Au gouvernement, le courant va plutôt dans le sens d’une grande dérèglementation. Le 8 juin, la Chambre des représentants a voté en faveur d’une loi qui réduirait à néant de grands pans de la Loi Dodd-Frank, adoptée dans la foulée de la crise de 2008. Le département du Trésor a pour sa part présenté plusieurs recommandations pour alléger la réglementation sur les banques, dans un rapport présenté récemment.

DÉBAPTISER DES FONDS

Mais que veulent au juste les institutions financières? Chez BlackRock, le plus grand gestionnaire d’actifs au monde, on demande en fait une toute petite modification à la Règle Volcker. Détestée à Wall Street, cette dernière interdit aux banques de prendre des positions risquées sur les marchés avec leurs capitaux propres. Une partie de cette règle limite l’investissement des banques dans les fonds de couverture (hedge funds) et les firmes d’investissement privées.

BlackRock estime que l’industrie financière sera dans l’obligation de changer les noms de centaines de fonds à cause d’une retombée inattendue de cette règle, une perspective qui inquiète aussi TIAA, Natixis SA et UBS O’Connor, entre autres.

Le problème vient de l’interdiction faite aux fonds de couverture de porter le nom de banques. Les régulateurs ne veulent pas que les investisseurs croient que les banques seront ultimement responsables de leurs pertes si les investissements rencontrent des problèmes.

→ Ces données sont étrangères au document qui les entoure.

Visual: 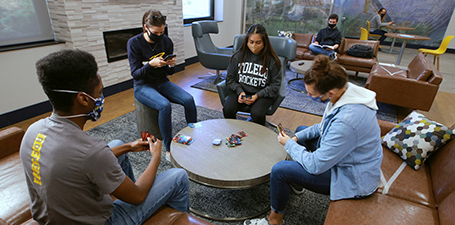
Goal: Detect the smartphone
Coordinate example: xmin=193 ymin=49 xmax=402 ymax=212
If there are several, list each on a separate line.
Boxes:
xmin=164 ymin=54 xmax=177 ymax=61
xmin=276 ymin=123 xmax=286 ymax=134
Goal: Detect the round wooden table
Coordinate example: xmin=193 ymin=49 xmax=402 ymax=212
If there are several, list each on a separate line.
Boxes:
xmin=384 ymin=25 xmax=415 ymax=53
xmin=385 ymin=33 xmax=431 ymax=65
xmin=288 ymin=60 xmax=313 ymax=94
xmin=171 ymin=119 xmax=286 ymax=221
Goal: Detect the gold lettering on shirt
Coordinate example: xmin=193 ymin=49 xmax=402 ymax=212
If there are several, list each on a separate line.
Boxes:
xmin=31 ymin=133 xmax=46 ymax=185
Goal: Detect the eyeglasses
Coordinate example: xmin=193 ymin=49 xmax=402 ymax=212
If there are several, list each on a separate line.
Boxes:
xmin=150 ymin=15 xmax=166 ymax=22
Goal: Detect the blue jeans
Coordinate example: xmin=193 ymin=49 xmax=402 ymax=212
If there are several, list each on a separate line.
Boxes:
xmin=106 ymin=140 xmax=190 ymax=224
xmin=134 ymin=81 xmax=197 ymax=151
xmin=270 ymin=126 xmax=330 ymax=214
xmin=309 ymin=45 xmax=335 ymax=56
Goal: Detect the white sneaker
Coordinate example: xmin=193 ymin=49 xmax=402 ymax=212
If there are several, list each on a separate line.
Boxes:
xmin=243 ymin=218 xmax=269 ymax=225
xmin=243 ymin=217 xmax=284 ymax=225
xmin=166 ymin=151 xmax=172 ymax=162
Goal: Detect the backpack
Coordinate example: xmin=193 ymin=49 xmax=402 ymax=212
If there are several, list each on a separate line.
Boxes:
xmin=346 ymin=45 xmax=374 ymax=58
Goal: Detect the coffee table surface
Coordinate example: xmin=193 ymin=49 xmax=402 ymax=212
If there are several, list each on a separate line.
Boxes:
xmin=290 ymin=60 xmax=313 ymax=75
xmin=171 ymin=119 xmax=286 ymax=189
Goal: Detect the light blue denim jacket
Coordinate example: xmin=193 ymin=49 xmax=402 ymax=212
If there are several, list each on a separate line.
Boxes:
xmin=284 ymin=83 xmax=382 ymax=200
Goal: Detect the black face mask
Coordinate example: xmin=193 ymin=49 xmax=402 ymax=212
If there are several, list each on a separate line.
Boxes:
xmin=147 ymin=32 xmax=163 ymax=43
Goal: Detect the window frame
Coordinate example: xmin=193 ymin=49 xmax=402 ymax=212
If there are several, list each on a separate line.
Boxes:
xmin=182 ymin=0 xmax=215 ymax=25
xmin=0 ymin=0 xmax=56 ymax=48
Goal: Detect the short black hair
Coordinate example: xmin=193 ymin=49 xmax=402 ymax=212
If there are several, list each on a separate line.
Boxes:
xmin=36 ymin=49 xmax=100 ymax=112
xmin=328 ymin=14 xmax=338 ymax=22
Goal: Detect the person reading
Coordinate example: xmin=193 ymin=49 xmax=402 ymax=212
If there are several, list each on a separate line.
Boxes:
xmin=309 ymin=14 xmax=341 ymax=60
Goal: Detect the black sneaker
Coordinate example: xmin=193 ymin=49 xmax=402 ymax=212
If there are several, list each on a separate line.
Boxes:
xmin=291 ymin=184 xmax=305 ymax=195
xmin=329 ymin=52 xmax=338 ymax=61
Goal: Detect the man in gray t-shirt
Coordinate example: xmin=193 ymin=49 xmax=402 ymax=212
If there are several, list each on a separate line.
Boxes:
xmin=20 ymin=50 xmax=189 ymax=224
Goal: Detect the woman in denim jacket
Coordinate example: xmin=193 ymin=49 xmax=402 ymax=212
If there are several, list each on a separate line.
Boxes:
xmin=245 ymin=55 xmax=382 ymax=224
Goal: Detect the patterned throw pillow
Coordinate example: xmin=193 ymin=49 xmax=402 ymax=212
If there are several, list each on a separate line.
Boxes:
xmin=382 ymin=111 xmax=455 ymax=170
xmin=278 ymin=30 xmax=295 ymax=38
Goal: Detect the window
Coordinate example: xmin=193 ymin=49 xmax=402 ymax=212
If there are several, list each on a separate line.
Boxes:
xmin=182 ymin=0 xmax=215 ymax=24
xmin=0 ymin=0 xmax=54 ymax=47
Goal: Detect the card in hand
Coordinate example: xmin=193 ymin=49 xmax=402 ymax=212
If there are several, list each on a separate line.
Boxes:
xmin=276 ymin=123 xmax=286 ymax=134
xmin=141 ymin=131 xmax=156 ymax=149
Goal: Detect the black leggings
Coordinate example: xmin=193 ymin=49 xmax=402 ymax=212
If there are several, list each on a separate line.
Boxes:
xmin=223 ymin=92 xmax=273 ymax=125
xmin=370 ymin=30 xmax=387 ymax=45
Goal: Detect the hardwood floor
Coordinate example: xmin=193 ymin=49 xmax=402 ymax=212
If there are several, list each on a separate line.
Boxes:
xmin=3 ymin=63 xmax=455 ymax=133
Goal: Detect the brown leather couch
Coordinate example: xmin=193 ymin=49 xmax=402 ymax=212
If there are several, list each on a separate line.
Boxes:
xmin=0 ymin=127 xmax=211 ymax=225
xmin=294 ymin=33 xmax=379 ymax=77
xmin=325 ymin=121 xmax=455 ymax=225
xmin=365 ymin=53 xmax=442 ymax=111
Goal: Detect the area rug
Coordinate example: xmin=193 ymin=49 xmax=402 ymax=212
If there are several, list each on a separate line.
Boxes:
xmin=191 ymin=70 xmax=397 ymax=123
xmin=87 ymin=104 xmax=330 ymax=225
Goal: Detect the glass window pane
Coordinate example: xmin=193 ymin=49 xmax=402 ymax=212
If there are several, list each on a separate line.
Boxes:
xmin=0 ymin=0 xmax=54 ymax=46
xmin=182 ymin=0 xmax=212 ymax=19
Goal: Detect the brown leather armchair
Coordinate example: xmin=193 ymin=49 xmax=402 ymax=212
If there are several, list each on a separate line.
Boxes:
xmin=337 ymin=38 xmax=379 ymax=77
xmin=294 ymin=33 xmax=316 ymax=60
xmin=0 ymin=127 xmax=211 ymax=225
xmin=365 ymin=53 xmax=442 ymax=111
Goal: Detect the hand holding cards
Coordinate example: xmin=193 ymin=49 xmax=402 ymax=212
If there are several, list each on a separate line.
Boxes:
xmin=276 ymin=123 xmax=286 ymax=134
xmin=141 ymin=131 xmax=156 ymax=149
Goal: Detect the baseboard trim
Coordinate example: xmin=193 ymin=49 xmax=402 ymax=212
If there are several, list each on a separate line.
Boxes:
xmin=0 ymin=59 xmax=199 ymax=128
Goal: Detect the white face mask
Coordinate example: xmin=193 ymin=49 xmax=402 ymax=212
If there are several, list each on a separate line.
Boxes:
xmin=52 ymin=89 xmax=104 ymax=121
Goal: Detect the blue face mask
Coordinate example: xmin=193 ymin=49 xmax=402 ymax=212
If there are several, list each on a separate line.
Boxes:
xmin=308 ymin=94 xmax=330 ymax=103
xmin=52 ymin=90 xmax=104 ymax=121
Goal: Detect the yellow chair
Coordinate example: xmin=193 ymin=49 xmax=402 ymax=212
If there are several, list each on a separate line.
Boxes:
xmin=418 ymin=35 xmax=454 ymax=70
xmin=367 ymin=20 xmax=381 ymax=41
xmin=360 ymin=27 xmax=368 ymax=40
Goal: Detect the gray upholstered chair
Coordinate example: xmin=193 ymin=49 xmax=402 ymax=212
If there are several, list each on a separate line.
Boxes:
xmin=216 ymin=34 xmax=297 ymax=123
xmin=191 ymin=21 xmax=233 ymax=84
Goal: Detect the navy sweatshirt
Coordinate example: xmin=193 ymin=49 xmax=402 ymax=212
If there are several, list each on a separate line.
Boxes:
xmin=226 ymin=51 xmax=282 ymax=98
xmin=127 ymin=33 xmax=174 ymax=85
xmin=316 ymin=27 xmax=341 ymax=46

Ils ne souhaitent pas non plus que les banques se précipitent au secours de fonds de couverture en difficulté qui portent leur nom, afin de protéger leur réputation, et ce, au risque de se fragiliser elles-mêmes.

Mais BlackRock explique que PNC Financial Services Group, une banque régionale, détient plus de 20 % de BlackRock. Du point de vue de la Banque centrale américaine, cela fait de BlackRock une filiale de PNC. Ainsi, les fonds de couverture BlackRock et les fonds d’investissement privés BlackRock devraient changer de nom, puisque ce nom est associé à une banque. Une grosse contrariété que BlackRock aimerait bien éviter.

FINI LE FILET DE SÉCURITÉ

De son côté, Paul Singer, d’Elliott Management, souhaiterait que les régulateurs perdent leur pouvoir d’intervenir auprès d’une banque en difficulté. Pour lui, cette règle de la loi Dodd-Frank permet à des fonctionnaires de saisir de gigantesques institutions financières en se basant sur leur seul jugement.

Plusieurs banques et actionnaires de Wall Street apprécient pourtant cette sécurité supplémentaire. Mais lui, comme d’ailleurs l’administration de Donald Trump, craint que cela ne mène à d’autres sauvetages de banques aux frais des contribuables.

Paul Singer souhaite aussi que l’on resserre les règles sur les marchés dérivés et que l’on rende le trading plus transparent. Les dérivés, qu’il utilise allègrement lui-même, introduiraient plus de risques que de bénéficies dans le système financier, selon lui.

DÉFENDRE SES INTÉRÊTS

De son côté, Uber souhaite pouvoir offrir des actions à ses chauffeurs sans que ces derniers n’aient à payer pour les acheter, ce qui est interdit pour l’instant.

Pacific Investment Management Co (PIMCO), l’un des plus grands détenteurs de titres adossés à des hypothèques, veut que les règles aident à ressusciter le marchés des hypothèques non garanties par le gouvernement, moribond depuis la crise de 2008. Pour éviter une nouvelle crise des subprimes, Dodd-Frank oblige les banques à toujours assumer une part du risque lié à ces hypothèques. La logique étant que les banques prêteront avec plus de prudence si elles ne peuvent refiler tous les risques à d’autres. Mais ces règles ont aussi rendu l’échange de titres associés à ces hypothèques très difficiles.

On le voit, les élus américains n’ont pas fini de cogiter pour intégrer toutes ces propositions et produire de nouvelles règles suscitant une adhésion suffisante pour être adoptées et mises en vigueur.